Apesar dos desafios na cadeia de suprimentos, há um otimismo financeiro e operacional recorde dos executivos do setor de semicondutores. Para 95%, a receita de suas empresas crescerá em 2023, com 34% esperando crescimento superior a 20%. Além disso, quase 90% deles acreditam que sua força de trabalho global crescerá ainda este ano, aumento de quase 40% em relação às perspectivas do ano passado. Em relação às principais prioridades estratégicas dessas empresas nos próximos três anos, os executivos respondentes da pesquisa indicaram três: desenvolvimento e retenção de talentos; flexibilidade da cadeia de suprimentos; fusões e aquisições.

O conteúdo revelou ainda que, para metade (53%) dos executivos, suas organizações estão agora estão mais orientadas para os mercados finais. Entre os fatores de crescimentos, os entrevistados citaram comunicações sem fio, incluindo infraestrutura 5G, smartphones e outros dispositivos móveis; setor automotivo; e Internet das Coisas (IoT). Embora as pressões de curto prazo continuem, a KPMG estima que o mercado de semicondutores automotivos atingirá mais de US$ 200 bilhões nas próximas duas décadas. “A expectativa é que o setor de semicondutores gere receitas recordes de mais de US$ 600 bilhões em 2022. Além disso, com a diminuição das pressões econômicas globais, a confiança no potencial de crescimento do setor deve seguir em alta.
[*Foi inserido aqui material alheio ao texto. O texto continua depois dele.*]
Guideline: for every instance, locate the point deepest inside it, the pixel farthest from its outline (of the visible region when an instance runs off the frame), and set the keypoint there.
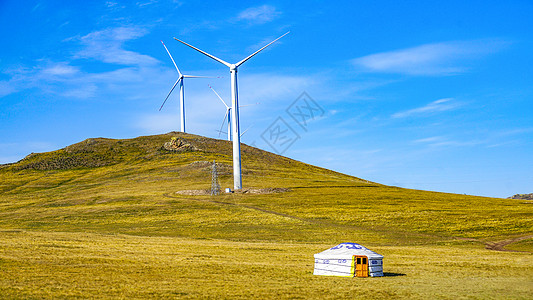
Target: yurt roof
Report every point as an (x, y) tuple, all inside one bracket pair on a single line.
[(347, 250)]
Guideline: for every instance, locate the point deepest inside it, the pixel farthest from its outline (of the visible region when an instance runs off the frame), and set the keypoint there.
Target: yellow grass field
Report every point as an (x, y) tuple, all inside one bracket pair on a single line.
[(101, 219)]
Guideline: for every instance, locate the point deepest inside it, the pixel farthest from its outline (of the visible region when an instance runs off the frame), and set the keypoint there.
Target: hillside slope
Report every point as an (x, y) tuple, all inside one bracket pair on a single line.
[(107, 211), (133, 182)]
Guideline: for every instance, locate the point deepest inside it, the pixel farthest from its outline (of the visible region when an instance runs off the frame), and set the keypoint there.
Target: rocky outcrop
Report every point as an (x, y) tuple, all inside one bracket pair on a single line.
[(178, 145), (522, 196)]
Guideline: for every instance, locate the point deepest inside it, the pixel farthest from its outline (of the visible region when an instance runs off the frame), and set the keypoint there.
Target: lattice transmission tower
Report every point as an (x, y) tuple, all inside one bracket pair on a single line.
[(215, 186)]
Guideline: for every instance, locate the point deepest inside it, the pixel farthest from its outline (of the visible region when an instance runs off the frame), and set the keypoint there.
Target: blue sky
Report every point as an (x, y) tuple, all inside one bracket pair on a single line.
[(433, 95)]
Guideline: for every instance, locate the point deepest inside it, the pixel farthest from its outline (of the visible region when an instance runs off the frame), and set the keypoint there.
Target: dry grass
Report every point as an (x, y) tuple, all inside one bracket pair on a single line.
[(64, 265), (121, 231)]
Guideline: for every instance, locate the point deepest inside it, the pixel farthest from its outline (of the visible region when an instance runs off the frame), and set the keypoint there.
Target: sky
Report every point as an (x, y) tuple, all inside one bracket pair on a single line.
[(431, 95)]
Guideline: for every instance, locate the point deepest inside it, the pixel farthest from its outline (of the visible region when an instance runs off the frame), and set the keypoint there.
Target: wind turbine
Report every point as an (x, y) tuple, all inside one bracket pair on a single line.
[(228, 115), (182, 93), (237, 178)]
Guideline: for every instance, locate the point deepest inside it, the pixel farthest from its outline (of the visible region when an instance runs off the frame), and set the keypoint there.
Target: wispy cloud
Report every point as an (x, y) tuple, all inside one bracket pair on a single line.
[(60, 69), (107, 46), (429, 59), (258, 15), (441, 141), (435, 106)]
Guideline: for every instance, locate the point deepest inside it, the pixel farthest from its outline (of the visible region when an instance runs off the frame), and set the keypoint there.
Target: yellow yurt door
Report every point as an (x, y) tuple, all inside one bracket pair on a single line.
[(361, 266)]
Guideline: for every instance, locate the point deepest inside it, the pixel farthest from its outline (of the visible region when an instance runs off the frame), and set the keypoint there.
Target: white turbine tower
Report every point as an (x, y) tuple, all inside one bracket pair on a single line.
[(227, 115), (182, 92), (237, 178)]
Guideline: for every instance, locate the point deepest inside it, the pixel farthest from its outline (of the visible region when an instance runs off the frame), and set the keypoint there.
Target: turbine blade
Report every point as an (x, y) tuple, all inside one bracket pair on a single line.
[(242, 61), (173, 87), (223, 121), (249, 104), (194, 76), (227, 107), (246, 129), (171, 58), (207, 54)]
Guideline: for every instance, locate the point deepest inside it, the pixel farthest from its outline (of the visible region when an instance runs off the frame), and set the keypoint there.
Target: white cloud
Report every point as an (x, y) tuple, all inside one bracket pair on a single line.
[(107, 46), (60, 69), (435, 106), (259, 15), (428, 59)]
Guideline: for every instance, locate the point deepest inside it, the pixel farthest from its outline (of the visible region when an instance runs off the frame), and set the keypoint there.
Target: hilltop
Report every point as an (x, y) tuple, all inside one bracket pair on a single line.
[(109, 211)]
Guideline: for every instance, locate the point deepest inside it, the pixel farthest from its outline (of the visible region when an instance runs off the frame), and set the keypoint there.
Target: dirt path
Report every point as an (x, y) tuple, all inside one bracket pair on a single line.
[(496, 246), (500, 246)]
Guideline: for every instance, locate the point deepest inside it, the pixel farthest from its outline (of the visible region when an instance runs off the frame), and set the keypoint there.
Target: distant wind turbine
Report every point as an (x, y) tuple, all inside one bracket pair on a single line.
[(182, 92), (237, 178), (227, 115)]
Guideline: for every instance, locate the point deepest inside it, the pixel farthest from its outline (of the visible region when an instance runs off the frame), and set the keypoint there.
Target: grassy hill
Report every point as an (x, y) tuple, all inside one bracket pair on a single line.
[(101, 218)]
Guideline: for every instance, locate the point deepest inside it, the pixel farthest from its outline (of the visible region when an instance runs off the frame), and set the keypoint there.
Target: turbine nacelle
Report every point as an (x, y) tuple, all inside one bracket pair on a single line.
[(237, 174)]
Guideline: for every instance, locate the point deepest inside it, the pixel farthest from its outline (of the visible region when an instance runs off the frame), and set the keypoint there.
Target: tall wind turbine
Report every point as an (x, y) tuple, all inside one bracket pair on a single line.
[(182, 93), (237, 178), (228, 115)]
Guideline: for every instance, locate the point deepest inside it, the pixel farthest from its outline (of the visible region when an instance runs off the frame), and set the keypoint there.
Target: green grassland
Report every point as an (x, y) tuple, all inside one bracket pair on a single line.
[(101, 219)]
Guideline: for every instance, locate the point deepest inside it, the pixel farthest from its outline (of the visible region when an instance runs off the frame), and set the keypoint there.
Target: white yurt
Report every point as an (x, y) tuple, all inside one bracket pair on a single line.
[(349, 260)]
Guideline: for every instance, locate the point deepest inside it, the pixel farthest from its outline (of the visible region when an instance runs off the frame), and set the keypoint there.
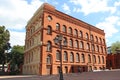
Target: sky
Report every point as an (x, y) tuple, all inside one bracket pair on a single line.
[(104, 14)]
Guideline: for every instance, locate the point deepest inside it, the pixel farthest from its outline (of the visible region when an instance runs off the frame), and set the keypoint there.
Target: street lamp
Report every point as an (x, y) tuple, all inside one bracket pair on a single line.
[(58, 41)]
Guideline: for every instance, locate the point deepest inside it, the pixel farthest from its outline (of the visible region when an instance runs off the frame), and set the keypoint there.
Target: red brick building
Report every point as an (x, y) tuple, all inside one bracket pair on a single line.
[(113, 60), (85, 48)]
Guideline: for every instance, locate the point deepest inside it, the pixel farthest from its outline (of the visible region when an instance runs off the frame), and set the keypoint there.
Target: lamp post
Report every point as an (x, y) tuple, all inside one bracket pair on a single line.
[(58, 41)]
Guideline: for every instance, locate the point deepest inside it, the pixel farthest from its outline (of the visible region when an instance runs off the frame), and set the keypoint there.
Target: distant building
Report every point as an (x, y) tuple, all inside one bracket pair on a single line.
[(85, 49)]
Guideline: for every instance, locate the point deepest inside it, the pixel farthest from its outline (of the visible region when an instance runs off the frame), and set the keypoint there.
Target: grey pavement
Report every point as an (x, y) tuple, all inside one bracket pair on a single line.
[(101, 75)]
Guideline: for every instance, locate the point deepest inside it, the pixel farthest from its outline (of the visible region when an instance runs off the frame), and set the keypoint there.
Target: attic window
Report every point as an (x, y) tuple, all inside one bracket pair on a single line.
[(49, 18)]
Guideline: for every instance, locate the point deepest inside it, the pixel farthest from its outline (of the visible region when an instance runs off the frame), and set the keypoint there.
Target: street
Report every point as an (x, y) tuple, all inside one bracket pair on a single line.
[(102, 75)]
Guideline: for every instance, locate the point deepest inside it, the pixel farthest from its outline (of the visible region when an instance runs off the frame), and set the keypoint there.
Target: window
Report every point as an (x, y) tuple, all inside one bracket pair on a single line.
[(58, 26), (77, 57), (65, 41), (100, 40), (104, 41), (87, 37), (98, 59), (89, 58), (96, 38), (75, 32), (101, 49), (48, 60), (81, 44), (71, 57), (49, 31), (58, 69), (71, 43), (65, 56), (88, 46), (103, 60), (49, 18), (72, 69), (93, 47), (58, 55), (81, 34), (49, 46), (76, 44), (94, 59), (64, 28), (92, 38), (83, 58), (66, 69), (97, 48), (70, 30)]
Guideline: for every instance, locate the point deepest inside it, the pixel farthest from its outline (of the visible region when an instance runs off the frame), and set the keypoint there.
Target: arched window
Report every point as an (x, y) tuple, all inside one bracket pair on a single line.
[(49, 31), (94, 59), (71, 57), (66, 69), (71, 43), (100, 40), (96, 38), (81, 34), (65, 41), (65, 56), (87, 37), (76, 44), (88, 46), (81, 44), (97, 48), (48, 60), (77, 57), (83, 58), (89, 58), (103, 60), (49, 18), (58, 26), (58, 55), (70, 30), (93, 47), (64, 29), (75, 32), (98, 59), (49, 46), (101, 49), (92, 38), (104, 41)]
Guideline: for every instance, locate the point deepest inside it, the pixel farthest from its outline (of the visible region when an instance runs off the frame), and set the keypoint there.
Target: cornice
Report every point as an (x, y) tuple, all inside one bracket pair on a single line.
[(72, 20)]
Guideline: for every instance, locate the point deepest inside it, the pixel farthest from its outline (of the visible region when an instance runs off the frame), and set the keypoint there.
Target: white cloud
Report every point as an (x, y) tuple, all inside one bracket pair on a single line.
[(17, 12), (66, 8), (109, 25), (17, 38), (14, 15), (92, 6)]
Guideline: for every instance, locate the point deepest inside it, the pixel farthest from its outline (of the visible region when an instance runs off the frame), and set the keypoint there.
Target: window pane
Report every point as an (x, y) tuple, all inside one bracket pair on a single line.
[(58, 55), (57, 26), (71, 57)]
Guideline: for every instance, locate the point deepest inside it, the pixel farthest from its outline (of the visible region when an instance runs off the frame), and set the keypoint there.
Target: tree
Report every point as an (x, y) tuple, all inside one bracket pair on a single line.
[(115, 46), (4, 44), (16, 57)]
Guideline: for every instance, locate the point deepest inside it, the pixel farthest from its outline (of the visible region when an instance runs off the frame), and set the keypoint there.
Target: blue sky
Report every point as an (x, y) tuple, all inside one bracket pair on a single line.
[(104, 14)]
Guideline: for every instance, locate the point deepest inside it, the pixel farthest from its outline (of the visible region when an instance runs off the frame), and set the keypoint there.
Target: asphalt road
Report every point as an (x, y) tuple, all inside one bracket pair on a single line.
[(102, 75)]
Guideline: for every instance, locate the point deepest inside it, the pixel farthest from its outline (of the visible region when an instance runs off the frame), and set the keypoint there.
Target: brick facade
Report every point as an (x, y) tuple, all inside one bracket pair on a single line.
[(85, 49)]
A procura por semicondutores deve continuar elevada nos próximos anos”, afirma Felipe Catharino, sócio-diretor líder do segmento de Tecnologia da KPMG no Brasil.
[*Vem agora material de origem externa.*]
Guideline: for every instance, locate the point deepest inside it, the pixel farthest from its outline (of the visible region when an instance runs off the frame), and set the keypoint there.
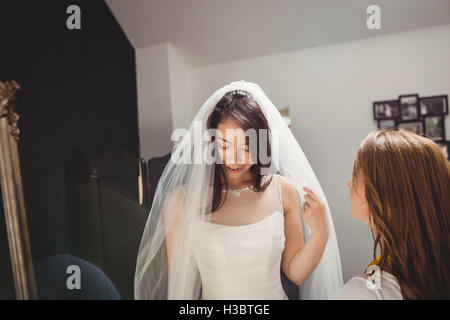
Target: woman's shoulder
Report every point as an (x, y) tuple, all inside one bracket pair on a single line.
[(372, 285), (287, 186)]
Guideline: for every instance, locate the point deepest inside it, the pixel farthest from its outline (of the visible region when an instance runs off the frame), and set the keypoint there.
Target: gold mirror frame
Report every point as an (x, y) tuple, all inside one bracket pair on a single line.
[(12, 195)]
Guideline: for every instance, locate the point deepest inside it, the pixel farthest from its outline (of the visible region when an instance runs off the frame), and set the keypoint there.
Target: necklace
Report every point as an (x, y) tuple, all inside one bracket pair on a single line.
[(237, 192)]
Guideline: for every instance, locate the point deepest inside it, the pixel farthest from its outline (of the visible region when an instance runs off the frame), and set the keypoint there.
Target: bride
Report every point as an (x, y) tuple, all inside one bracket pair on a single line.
[(227, 213)]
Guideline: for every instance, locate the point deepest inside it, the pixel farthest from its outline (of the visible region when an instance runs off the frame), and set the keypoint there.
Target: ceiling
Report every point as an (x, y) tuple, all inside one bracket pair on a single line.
[(214, 31)]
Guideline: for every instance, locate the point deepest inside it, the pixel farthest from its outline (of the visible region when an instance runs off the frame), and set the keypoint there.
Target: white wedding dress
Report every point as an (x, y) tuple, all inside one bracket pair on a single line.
[(242, 257)]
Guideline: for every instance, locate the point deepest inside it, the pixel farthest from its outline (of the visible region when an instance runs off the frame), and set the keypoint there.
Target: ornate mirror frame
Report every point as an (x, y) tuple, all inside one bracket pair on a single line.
[(12, 195)]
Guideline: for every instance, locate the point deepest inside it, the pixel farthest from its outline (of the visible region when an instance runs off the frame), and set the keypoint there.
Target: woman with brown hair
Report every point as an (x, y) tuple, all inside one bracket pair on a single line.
[(400, 189)]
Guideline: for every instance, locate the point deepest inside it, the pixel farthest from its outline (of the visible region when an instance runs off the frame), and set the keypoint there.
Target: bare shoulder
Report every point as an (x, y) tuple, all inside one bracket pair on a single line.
[(288, 192)]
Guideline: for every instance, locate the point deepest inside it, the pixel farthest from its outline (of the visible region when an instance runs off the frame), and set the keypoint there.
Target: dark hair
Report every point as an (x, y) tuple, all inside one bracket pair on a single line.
[(241, 107), (407, 184)]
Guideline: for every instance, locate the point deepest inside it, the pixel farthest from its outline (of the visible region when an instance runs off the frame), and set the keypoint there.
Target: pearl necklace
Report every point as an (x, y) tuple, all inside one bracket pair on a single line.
[(237, 192)]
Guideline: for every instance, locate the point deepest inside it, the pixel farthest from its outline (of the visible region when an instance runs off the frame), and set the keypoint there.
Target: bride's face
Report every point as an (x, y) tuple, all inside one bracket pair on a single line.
[(233, 149)]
De acordo com a pesquisa, quando questionados sobre o impacto de vários gigantes tecnológicos investindo ainda mais nas suas próprias capacidades de silício, os entrevistados citaram os talentos atraídos por esses gigantes como sua principal preocupação. No entanto, de maneira geral, apenas 19% dos entrevistados enxergam os desenvolvedores de chips não tradicionais surgindo como sérias ameaças competitivas.